Bangkit

28 7 4
                                    


Terkadang, kita memerlukan ribuan luka untuk menyadari, bahwa melepaskan memang pilihan terbaik.

***

Singkat, namun faktanya, Anna telah tidur sebanyak tujuh hari, seratus enam puluh delapan jam, dan Selama itu, Anna berada dalam kegelapan yang menyesakkan, dia seharusnya tak pernah bangun, agar tidak merasakan kekecewaan duniawi. Sialnya, dia membuka mata pada saat kekosongan mengelilingi.

Hal pertama yang merasuki netranya hanyalah atap yang kelam, segala benda dikamar ini berwarna putih yang terhalang oleh keremangan ruang. Cahaya lampu seolah sengaja dimatikan untuk memberikan kenyamanan, padahal ketika siuman, dia merasakan kehampaan.

Anna menelisik sekitar, butuh waktu dua puluh menit untuk menyadari keberadaannya. Ya, dia berada disebuah kamar rumah sakit, terdapat aroma desinfektan, dengan alat-alat kesehatan disampingnya. Dia mendecih malas, dia benci rumah sakit.

Sampai alunan nyaring menusuk gendang telinganya, sebuah rangkaian mengerikan mengalir, menciptakan ingatan yang hampir tenggelam.

Malam itu, usai meninggalkan pesta Luviar, dia melangkah gontai disepanjang jalan yang asing. Meninggalkan keriuhan pesta, dan setia pada kesepian yang memeluk jiwa. Awan menggelap, menghalang sinar rembulan. Sekali-kali Anna tertawa pahit, bahkan sang satelit enggan memberikannya cahaya, tidak membiarkan bayangannya sendiri menemani kehampaaan ini.

Tahun demi tahun, Anna hanya menginginkan satu orng saja yang mencintainya, atau membutuhkannya. Dunia memperlakukannya dengan kejam, tetapi orang asing tak pernah menyakiti, malah orang yang sangat dia cintailah yang ikut andil dalam hal ini.

Zeean Vllouren, memiliki niat terselubung.

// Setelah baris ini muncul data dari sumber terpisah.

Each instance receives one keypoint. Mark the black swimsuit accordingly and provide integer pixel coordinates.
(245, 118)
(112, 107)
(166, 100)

Hari itu, dia memahami, bahwa cintanya harus terkubur, dia tidak harus merendahkan diri lagi, atau menunduk ketika pria itu menolaknya. Cinta ini, hanya membuatnya terbunuh berkali-kali. Sekarang, usai mengerti bahwa hubungan sacral ini hanyalah sebuah permainan, dan pria itu memutuskan untuk berkhianat, akhirnya Anna menyadari kebodohannya. Takbisa seperti ini terus menerus, dia hanya butuh cinta, jika seseorang tak bisa mencintainya, bukankah dia seharusnya lebih bisa mencintai dirinya sendiri?

Benar kata orang, ada kalanya kita benar-benar lelah mencintai. Keputusan terbaik adalah sendiri, dan mulai bangkit lagi.

Langkah Anna semakin semangat, lensanya mulai menajam, namun saat dirinya sedang asik mengguncang diri sendiri, sinar terang menyorot punggungnya. Dia ingin berbalik, meminta tumpangan kepada mobil dibelakangnya, tetapi niat itu sia-sia. sebab mobil itu lebih memilih untuk melukainya dibandingkan menolongnya.

Anna hanya merasakan segalanya melambat, pandangannya melayang-layang, atau sebenarnya tubuhnya sedang terpental jauh. Rasa pening memborbardirnya, dan saat tubuhnya sampai ketanah dengan kasar, tulang belulangnya patah, cairan hangat merembas dari kulit mulusnya.

Dalam penglihatannya yang agak buram, dia melihat mobil itu berenti sebentar lalu berjalan kembali. Pengemudi seperti ingin mengecek kondisinya melalui kaca spion, dan pergi usai memastikan. Anna tidak bisa bergerak, seluruh tubuhnya lumpuh, mengedipkan kelopak saja terasa berat apalagi berteriak.

Satu-satunya hal yang dia berusaha tangkap hanyalah sederet angka plat kendaraan itu. Ditengah keadaan sekarat dan parah, Anna menyebut angka-angka itu dengan payah.

Lalu gelap, segalanya menghitam. Selama seminggu dia berbaring dirumah sakit, tanpa siapapun. selama itu pula rasa cintanya mulai terlupakan. Namun, Tuhan teranyata berbaik hati membiarkannya kembali hidup ke dunia ini.

Kembali ke massa saat ini, saat jam dinding merujuk angka Sembilan malam, di sebuah kamar rumah sakit yang sepertinya untuk orang-orang elit. Hal yang terlintas dalam benaknya adalah, siapa yang membawanya kesini?